Nugent was promoted to stadium manager in 2015, and oversaw operations at both the Robert French Memorial Stadium and the new CBS Arena.
“It was a little bit of a transition, moving into a manager position, but it was maybe a little easier because I was familiar with the stadium operations and I knew what I was getting into,” he allowed.
And though he would never admit it himself, Nugent was probably the most liked person among stadium users and his many coworkers over the years, and there have been some charming and colourful ones, such as the late Jack O’Leary, who was a popular figure in the rink for many years.
Nugent said he is proud to have worked with so many wonderful people. One in particular who stands out is former manager Randy Walsh.
“Randy Walsh was a great help to me,” said Nugent. “I learned a lot from Randy Walsh. He worked in maintenance, and he was also a refrigeration operator, and eventually went into a management position. And I got to say, he was a great help, Randy was.”
He also has many fond memories of the dedicated canteen staff, ladies such as Loretta Peddle, Phillis Greenslade, Emma Clements and Frances Wiseman, who served up piping hot fries and other stadium grub.
At last week’s Conception Bay South public council meeting, self-confessed rink rat councillor Paul Connors addressed Nugent’s retirement, and his impact on the community over the years.
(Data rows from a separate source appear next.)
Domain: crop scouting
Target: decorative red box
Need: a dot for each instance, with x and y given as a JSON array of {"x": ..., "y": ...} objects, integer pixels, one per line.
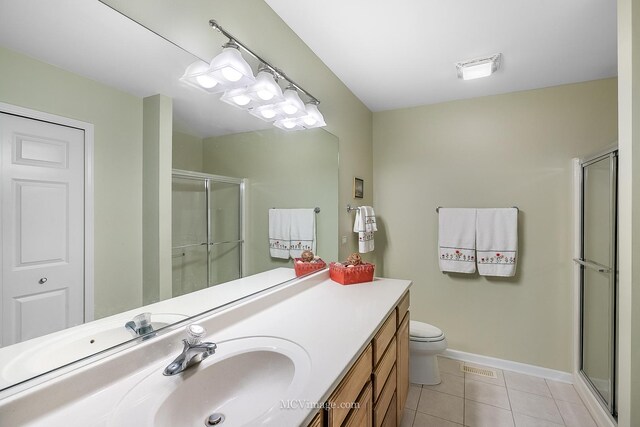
[
  {"x": 303, "y": 268},
  {"x": 351, "y": 275}
]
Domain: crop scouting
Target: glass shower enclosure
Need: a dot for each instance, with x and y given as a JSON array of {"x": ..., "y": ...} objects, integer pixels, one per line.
[
  {"x": 598, "y": 277},
  {"x": 207, "y": 230}
]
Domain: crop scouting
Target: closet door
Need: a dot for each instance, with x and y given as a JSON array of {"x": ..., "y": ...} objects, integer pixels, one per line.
[
  {"x": 42, "y": 227},
  {"x": 598, "y": 276},
  {"x": 189, "y": 235}
]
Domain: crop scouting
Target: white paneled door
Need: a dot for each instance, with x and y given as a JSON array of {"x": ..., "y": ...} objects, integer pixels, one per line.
[{"x": 42, "y": 227}]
“Anyone that grew up in Conception Bay South playing hockey or figure skating, or going to the Robert French Memorial Stadium, knows Peter Nugent,” said Connors. “He was more than an employee of the town. He was the go-to person at the stadium, he was the expert. He was probably the most well-known person there. Everybody knew Peter at the stadium. He was the ice-cleaner, skate sharpener, rink attendant, and did anything that needed to be done. The arena was his home away from home and I bet you Peter knew every hockey player, from minor hockey, to high school hockey, to junior hockey, to senior hockey, to the rec leagues – everything. And not only did he know the players, but he probably knew all the players families. He was the face and the eyes of the arena for a long time.”
Connors himself spent many hours at the rink, and knew Peter both inside and outside the stadium.
“Peter has thousands and thousands of friends,” said Connors. “Because of his personality, and his love for the job that he was doing, because he took pride in the job that he was doing, it was easy to become friends with him. He will definitely be missed.”
As for his retirement plans, Nugent said he’s going to sit back and relax for a little while, although his grandchildren Isaac, Isla, and Dominic will no doubt keep him busy.
He said the fact of his retirement hasn’t really kicked in yet.
“I guess as more time goes by, I’ll realize that I’m not going back to work again,” said Nugent. “But it’s good. It was time. Forty-five years is a long while. I just turned 65 in October. So, after 45 years I was ready.”
Nugent added he’s grateful for the many kind words sent his way since retiring.
“It’s nice to know that people appreciate what you’ve done and what you contributed to the operations of the stadium,” he admitted. “It’s nice to hear.”
Perhaps more than anything else over the years, Nugent said he was most proud to watch his own children play hockey over the years, in the rink where he worked.